Madan Paidhungata and Stephen Garrettb
a Department of Pharmacology and Cancer Biology, Duke University Medical Center, Durham, North Carolina 27710
b Department of Microbiology and Molecular Genetics, UMDNJ-New Jersey Medical School, University Heights, Newark, New Jersey 07103-2714

Corresponding author: Stephen Garrett, Department of Microbiology and Molecular Genetics, UMDNJ-New Jersey Medical Center, 185 South Orange Ave., University Heights, Newark, NJ 07103-2714, garretst{at}umdnj.edu (E-mail).

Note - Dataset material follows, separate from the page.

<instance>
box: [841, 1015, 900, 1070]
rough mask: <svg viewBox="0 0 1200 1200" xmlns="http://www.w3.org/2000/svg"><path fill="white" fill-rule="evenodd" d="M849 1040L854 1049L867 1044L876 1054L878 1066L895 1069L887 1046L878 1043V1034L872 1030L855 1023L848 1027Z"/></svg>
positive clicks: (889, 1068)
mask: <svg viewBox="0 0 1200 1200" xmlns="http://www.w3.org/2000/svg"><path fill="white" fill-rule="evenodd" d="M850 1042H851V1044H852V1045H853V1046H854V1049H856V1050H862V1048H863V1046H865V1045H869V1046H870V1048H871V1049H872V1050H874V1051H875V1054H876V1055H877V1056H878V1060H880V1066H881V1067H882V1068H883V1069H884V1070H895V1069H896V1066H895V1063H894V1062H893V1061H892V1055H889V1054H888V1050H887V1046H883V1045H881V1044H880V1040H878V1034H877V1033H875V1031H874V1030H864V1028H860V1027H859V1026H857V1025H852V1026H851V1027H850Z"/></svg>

Communicating editor: M. JOHNSTON

The yeast CDC1 gene encodes an essential protein that has been implicated in the regulation of cytosolic [Mn2+]. To identify factors that impinge upon Cdc1 or the Cdc1-dependent process, we isolated second-site suppressors of the conditional cdc1-1(Ts) growth defect. Recessive suppressors define 15 COS (CdcOne Suppressor) genes. Seven of the fifteen COS genes are required for biogenesis of the vacuole, an organelle known to sequester intracellular Mn2+. An eighth gene, COS16, encodes a vacuolar membrane protein that seems to be involved in Mn2+ homeostasis. These results suggest mutations that block vacuolar Mn2+ sequestration compensate for defects in Cdc1 function. Interestingly, Cdc1 is dispensable in a cos16{Delta} deletion strain, and a cdc1{Delta} cos16{Delta} double mutant exhibits robust growth on medium supplemented with Mn2+. Thus, the single, essential function of Cdc1 is to regulate intracellular, probably cytosolic, Mn2+.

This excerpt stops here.